In order to compare two strings with each other do the following:
iex> FuzzyCompare.similarity("Oscar-Claude Monet", "monet, claude")
0.95
Imagine you had to match some names.
Try to match the following list of painters:
"Oscar-Claude Monet"
"Edouard Manet"
"Monet, Claude"
For a human it is easy to see that some of the names have just been flipped and that others are different but similar sounding.
A first approrach could be to compare the strings with a string similarity function like the Jaro-Winkler function.
iex> String.jaro_distance("Oscar-Claude Monet", "Monet, Claude")
0.5407763532763533
iex> String.jaro_distance("Oscar-Claude Monet", "Edouard Manet")
0.624928774928775
This is not an improvement over exact equality.

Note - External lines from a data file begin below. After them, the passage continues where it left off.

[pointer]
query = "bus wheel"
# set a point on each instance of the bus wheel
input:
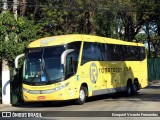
(129, 89)
(82, 96)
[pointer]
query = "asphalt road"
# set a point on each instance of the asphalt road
(99, 107)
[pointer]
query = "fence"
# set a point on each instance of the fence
(153, 69)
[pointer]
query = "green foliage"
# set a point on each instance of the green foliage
(15, 35)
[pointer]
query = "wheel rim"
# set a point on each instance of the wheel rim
(82, 95)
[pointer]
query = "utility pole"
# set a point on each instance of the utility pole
(148, 39)
(6, 99)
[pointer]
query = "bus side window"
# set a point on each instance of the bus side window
(71, 64)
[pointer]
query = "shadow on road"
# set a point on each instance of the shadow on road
(151, 93)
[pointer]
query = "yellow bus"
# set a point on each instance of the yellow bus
(78, 66)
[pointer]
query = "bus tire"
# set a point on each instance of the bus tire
(82, 96)
(129, 89)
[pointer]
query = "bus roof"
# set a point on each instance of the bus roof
(64, 39)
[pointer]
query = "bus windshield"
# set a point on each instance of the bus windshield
(43, 66)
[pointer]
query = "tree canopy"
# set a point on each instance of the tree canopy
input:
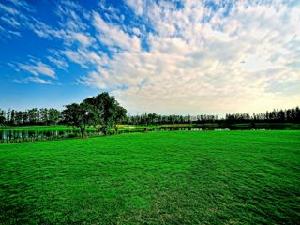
(102, 111)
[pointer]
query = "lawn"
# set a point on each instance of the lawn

In order to improve the results this library uses two different approaches,
FuzzyCompare.ChunkSet
and FuzzyCompare.SortedChunks
.
This approach yields good results when words within a string have been shuffled around. The strategy will sort all substrings by words and compare the sorted strings.
iex> FuzzyCompare.SortedChunks.substring_similarity("Oscar-Claude Monet", "Monet, Claude")
1.0
iex(4)> FuzzyCompare.SortedChunks.substring_similarity("Oscar-Claude Monet", "Edouard Manet")
0.6944444444444443
The chunkset approach is best in scenarios when the strings contain other substrings that are not relevant to what is being searched for.
iex> FuzzyCompare.ChunkSet.standard_similarity("Claude Monet", "Alice Hoschedé was the wife of Claude Monet")
1.0
Should one of the strings be much longer than the other the library will attempt to compare matching substrings only.
This library is inspired by a seatgeek blogpost from 2011.